Frederic Rodrigo Gruger
Frederic Rodrigo Gruger, also known as F. R. Gruger, was an American illustrator and genre painter. He is best known for his prolific illustration work for The Saturday Evening Post. The School of Gruger is a term used to describe a movement of illustrators and drawers from the late 1920s in Philadelphia, because his work was of great influence.
Life and career
Frederic Rodrigo Gruger was born on August 2, 1871, in Philadelphia. His parents were Rebecca and John Peter Gruger. His younger brother John William Gruger also worked as an illustrator. Gruger attended high school in Lancaster, Pennsylvania.He graduated from the Pennsylvania Academy of the Fine Arts, where he studied under Thomas Pollock Anshutz and Henry Joseph Thouron.
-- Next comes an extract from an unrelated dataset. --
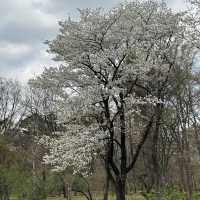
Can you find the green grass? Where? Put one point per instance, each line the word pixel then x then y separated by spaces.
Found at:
pixel 129 197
From 1898 until the early 1940s, he created over 6,000 illustrations, including 2,700 for The Saturday Evening Post. At the height of his career he lived in Avon, New Jersey and had an art studio in New York City.
Death and legacy
Gruger died on March 21, 1953, in New York City.The Frederic Rodrigo Gruger collection can be found at the Archives at Yale, at Yale University. In 1981, he posthumously was entered into the Society of Illustrators' Hall of Fame.